An important aspect of the use of bio-fillers, which has often been overlooked in previous literature, is the quantity of the available bio-fillers, which may or may not support production volumes at an industrial level, and thus may be exclusively oriented towards use in laboratory- or small-scale applications. Considering the substantial volume of winery by-products generated annually, with global grape production estimated at approximately 24.5 million metric tons in 2021 [22], and up to 2800 tons in just one province of northern Italy [23], winery by-products represent a promising bio-filler option for investigation. The primary by-products form the winery production chain are wine lees (WL), grape pomace (GP) and grape seeds (GS) [24]. WL consists of both solid and liquid phases containing various organic substances. GP is the most abundant by-product of the wine-making industry [22], and it is composed of cellulose, hemicellulose, lignin, proteins, soluble polyphenols, ashes, condensed tannins, pectin substances, and neutral polysaccharides. GS primarily consists of dietary fibers, proteins, lipids, polyphenolic compounds, and carbohydrates [14].

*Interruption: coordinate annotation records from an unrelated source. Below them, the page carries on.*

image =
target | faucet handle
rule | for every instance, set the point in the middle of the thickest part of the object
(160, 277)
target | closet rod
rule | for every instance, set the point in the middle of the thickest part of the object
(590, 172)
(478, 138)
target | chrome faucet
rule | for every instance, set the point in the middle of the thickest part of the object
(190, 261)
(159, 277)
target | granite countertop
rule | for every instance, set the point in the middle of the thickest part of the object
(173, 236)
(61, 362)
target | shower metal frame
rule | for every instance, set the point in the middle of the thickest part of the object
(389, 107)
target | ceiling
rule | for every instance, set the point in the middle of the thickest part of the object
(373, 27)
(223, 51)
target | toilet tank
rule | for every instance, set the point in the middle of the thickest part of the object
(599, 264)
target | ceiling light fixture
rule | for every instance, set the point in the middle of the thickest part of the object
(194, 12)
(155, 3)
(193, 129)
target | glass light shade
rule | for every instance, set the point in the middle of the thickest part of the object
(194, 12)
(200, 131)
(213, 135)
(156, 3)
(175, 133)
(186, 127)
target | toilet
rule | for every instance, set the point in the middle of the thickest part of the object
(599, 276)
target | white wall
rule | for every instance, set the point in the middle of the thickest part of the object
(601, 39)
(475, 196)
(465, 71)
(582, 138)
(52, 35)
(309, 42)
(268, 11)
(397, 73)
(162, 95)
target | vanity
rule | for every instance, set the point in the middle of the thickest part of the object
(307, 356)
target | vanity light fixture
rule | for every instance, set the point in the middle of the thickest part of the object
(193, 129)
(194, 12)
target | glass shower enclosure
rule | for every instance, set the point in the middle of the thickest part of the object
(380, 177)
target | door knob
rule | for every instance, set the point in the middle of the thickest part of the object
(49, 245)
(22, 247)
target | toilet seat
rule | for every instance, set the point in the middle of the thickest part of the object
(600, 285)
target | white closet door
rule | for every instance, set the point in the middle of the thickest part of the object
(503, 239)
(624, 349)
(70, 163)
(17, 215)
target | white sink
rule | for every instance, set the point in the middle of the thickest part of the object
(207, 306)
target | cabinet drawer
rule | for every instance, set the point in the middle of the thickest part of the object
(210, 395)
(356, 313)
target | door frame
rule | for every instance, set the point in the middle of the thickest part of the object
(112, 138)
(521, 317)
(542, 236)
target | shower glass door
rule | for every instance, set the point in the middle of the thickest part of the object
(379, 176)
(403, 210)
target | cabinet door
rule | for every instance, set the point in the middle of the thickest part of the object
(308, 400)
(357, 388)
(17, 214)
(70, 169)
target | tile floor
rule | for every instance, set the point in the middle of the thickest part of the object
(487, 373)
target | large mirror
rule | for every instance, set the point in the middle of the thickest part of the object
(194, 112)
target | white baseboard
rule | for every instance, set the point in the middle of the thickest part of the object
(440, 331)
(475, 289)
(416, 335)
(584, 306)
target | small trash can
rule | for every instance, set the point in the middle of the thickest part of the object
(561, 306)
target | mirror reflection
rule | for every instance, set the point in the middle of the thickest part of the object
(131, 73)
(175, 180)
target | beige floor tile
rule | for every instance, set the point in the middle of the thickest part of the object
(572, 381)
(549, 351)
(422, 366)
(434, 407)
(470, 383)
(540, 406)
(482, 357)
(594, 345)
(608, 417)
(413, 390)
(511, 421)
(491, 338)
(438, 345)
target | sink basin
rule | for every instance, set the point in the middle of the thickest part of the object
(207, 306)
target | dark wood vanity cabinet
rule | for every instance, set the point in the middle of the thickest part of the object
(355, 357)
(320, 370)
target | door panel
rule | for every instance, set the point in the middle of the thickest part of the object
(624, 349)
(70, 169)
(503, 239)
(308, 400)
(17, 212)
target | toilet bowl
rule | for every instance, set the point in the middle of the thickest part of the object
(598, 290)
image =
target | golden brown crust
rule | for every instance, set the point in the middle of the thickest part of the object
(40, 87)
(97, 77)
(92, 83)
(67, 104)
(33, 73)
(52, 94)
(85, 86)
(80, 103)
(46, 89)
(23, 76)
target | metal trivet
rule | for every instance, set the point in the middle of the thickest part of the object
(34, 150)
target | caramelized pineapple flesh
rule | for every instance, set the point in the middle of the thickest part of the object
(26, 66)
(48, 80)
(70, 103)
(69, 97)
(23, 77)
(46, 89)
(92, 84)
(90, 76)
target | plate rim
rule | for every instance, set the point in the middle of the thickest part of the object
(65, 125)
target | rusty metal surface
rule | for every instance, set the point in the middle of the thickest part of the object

In this work, these three winery by-products were investigated as potential bio-fillers for melt compounding with PBAT and PBS matrices to produce cheap and environmentally friendly final composites, potentially on a large scale. A solvent-free acetylation treatment was also evaluated to enhance the matrix–filler interaction. The structural, mechanical, thermal, and hygroscopic properties were measured to assess the potential uses of these bio-composites in various possible fields of application, including reemployment in the wine industry. Therefore, this study holds dual significance. From a scientific perspective, it aims to advance our understanding of the interaction between three different bio-fillers and two biopolymer matrices, representing systems never before explored in these specific combinations, to the authors’ knowledge. On a practical level, the study seeks to produce and evaluate winery by-product powders as bio-fillers for bio-composites production. This approach could not only reduce the cost of the final products, by decreasing the amount of biopolymer matrix, but could also valorize industrial waste, thereby minimizing accumulation in landfills or soil, thus preventing potential phytotoxicity issues in the microbiota and the environment [25].

2. Materials and Methods

Figure 1 illustrates a schematic representation of the overall structure adopted in this research article, starting from the collection of raw materials, their processing, and finally the characterization of the bio-composites. The following subsections provide a detailed presentation of the processing conditions and characterization techniques employed.

2.1. Materials

Poly(butylene adipate-co-terephthalate) (PBAT) and poly(butylene succinate) (PBS) were purchased from NaturePlast (NaturePlast, Caen, France) in pellet form and the properties declared in the supplier’s technical data sheets are presented in

Table 1. Properties of biopolymers from supplier’s data sheet.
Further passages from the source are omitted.